Diese berufliche Entwurzelung wird erschreckend klar und schlagartig beleuchtet, wenn man sich vergegenwärtigt, daß von den etwas über 100 berufstätigen Menschen des Lagers sich der größte Teil im Dienste der englischen und amerikanischen Armee in den sogen.  Wach-und Transporteinheiten (MSO) befindet. Es wurde mir berichtet, daß diese Arbeit die meisten nicht befriedigt. Man ist nicht ausgelastet und lebt ein ungekanntes sinnloses Leben. Viele der Betroffenen würden ihren Lohn in den Kantinen mit Essen und Trinken verbrauchen und erübrigten kein Geld, um ihre im Lager befindlichen Familien zu ernähren. Die große Entfernungzwischen dem berufstätigen Ernährer, der bei der Truppe wohnt, und den im Lager befindlichen Familienangehörigen schafft eine empfindliche Trennung. Man kommt nur in Abständen von mehreren Wochen oder noch seltener zusammen. Diese Arbeit führt bei nicht wenigen auf die Dauer zumRuin der Familien und Ehen. Man gefährdet also mit dieser Arbeit auch noch die letzten Arbeitsfähigen und-willigen und deren Familienleben. Wie weit man bei der Truppe diese Menschen besonders betreut, für preiswerte Verpflegung, für seelische Führung, Freizeitgestaltung usw. sowie für Abführung des Lohnes an die Familie im Lager sorgt, konnte ich nicht näher erfahren.

Bedenkt man die aufgezeigten Schwierigkeiten, macht man sich klar, welche Belastung es bedeutet, lange Jahre im Lager und in Baracken zu leben, die so hellhörig sind, daß man jedes Wort des Nachbar mithört, daß man flüstern muß, wenn man sich Vertrauliches sagen will, daß man viel zu eng aufeinander sitzt, daß nichts dem Nachbarn verborgen bleibt, daß man also ständig in innerer Spannung, in Abwehrhaltung und Mißtrauen lebt, dann ist es für den Besucher ein um so erstaunlicheres Phänomen, daß man nach all diesen jahrelangen Belastungen noch eine freundliche Gastlichkeit und die unmittelbare Menschlichkeit antrifft, die den Mitteleuropäern beim Besuch in den osteuropäischen Ländern als etwas besonders Wertvolles  und Spezifisches umfängt und jene Menschen auszeichnet. Viele Haushalte sind sauber und ordentlich, oft stehen Blumen amFenster. Zwischen den Baracken sind saubere Beete angelegt, Blumen und Gemüse werden gepflegt. Man hält sich auch ohne Zäune und Grenzpfähle an die schmalen Wege und zertritt nicht bebautes Land. Viele Letten verrichten Gelegenheits-, wohl sehr oft Schwarzarbeit ohne Versicherungsschutz. Es gibt eine ganze Anzahl kinderreicher Familien; die Untersuchungen von Prof. Harmsen ( Institut für Staatsmedizin, Kiel ) bestätigt die überdurchschnittliche Bevölkerungsdynamik in den Lägern für heimatlose Ausländer imVergleich zur deutschen Bevölkerung. Die Gebundenheit an Sprache und Brauchtum ist noch lebendig. Der Gottesdienstbesuch der meist evangelischen Letten ist mit mehr als 20% höher als der der deutschen Bevölkerung. Tradiertes geistiges Gut ist noch immer gestaltend und wirksam, das Besondere der lettischen Psyche dürfte sich hier erhaltend bewähren.
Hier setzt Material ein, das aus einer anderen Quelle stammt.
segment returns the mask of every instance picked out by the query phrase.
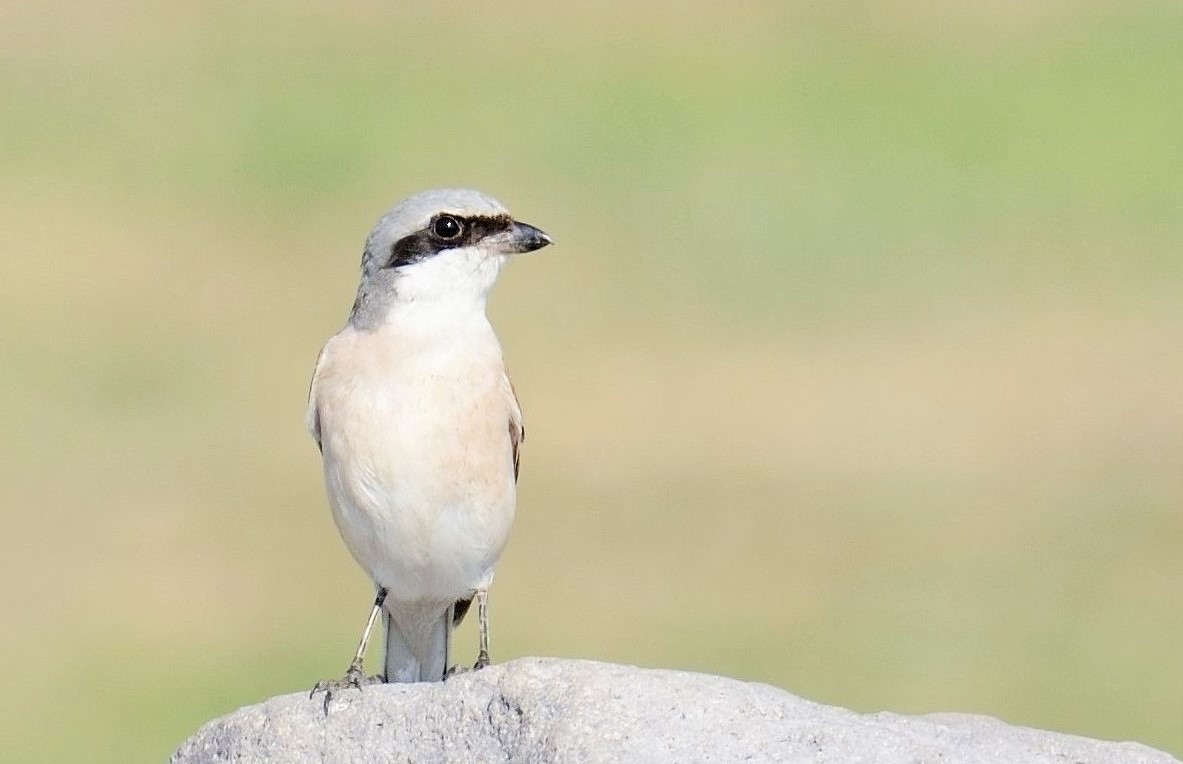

Aber täglich nagen die Verhältnisse am Kulturgut und geistigen Bestand. Die Ehen sind gefährdet. Es gibt eine nicht geringe Zahl un- und außerehelicher Kinder. Aus rein materiellen Gesichtspunkten heraus unterbleibt auch bei Leuten, die ordentlich sind und sonst guten Ruf genießen, die Eheschließung, man lebt in wilder Ehe, nur um als formell Einzelstehende mehr Fürsorgeunterstützung zu beziehen. Sprachschwierigkeiten und Entwurzelung aus Beruf und Sippe, schließlich mangelhafte Kenntnisse der deutschen Verhältnisse haben zu Eheschließungen zwischen oft wertvollen Letten und unzulänglichen deutschen Frauen geführt. Diese Ehen sind entsprechend.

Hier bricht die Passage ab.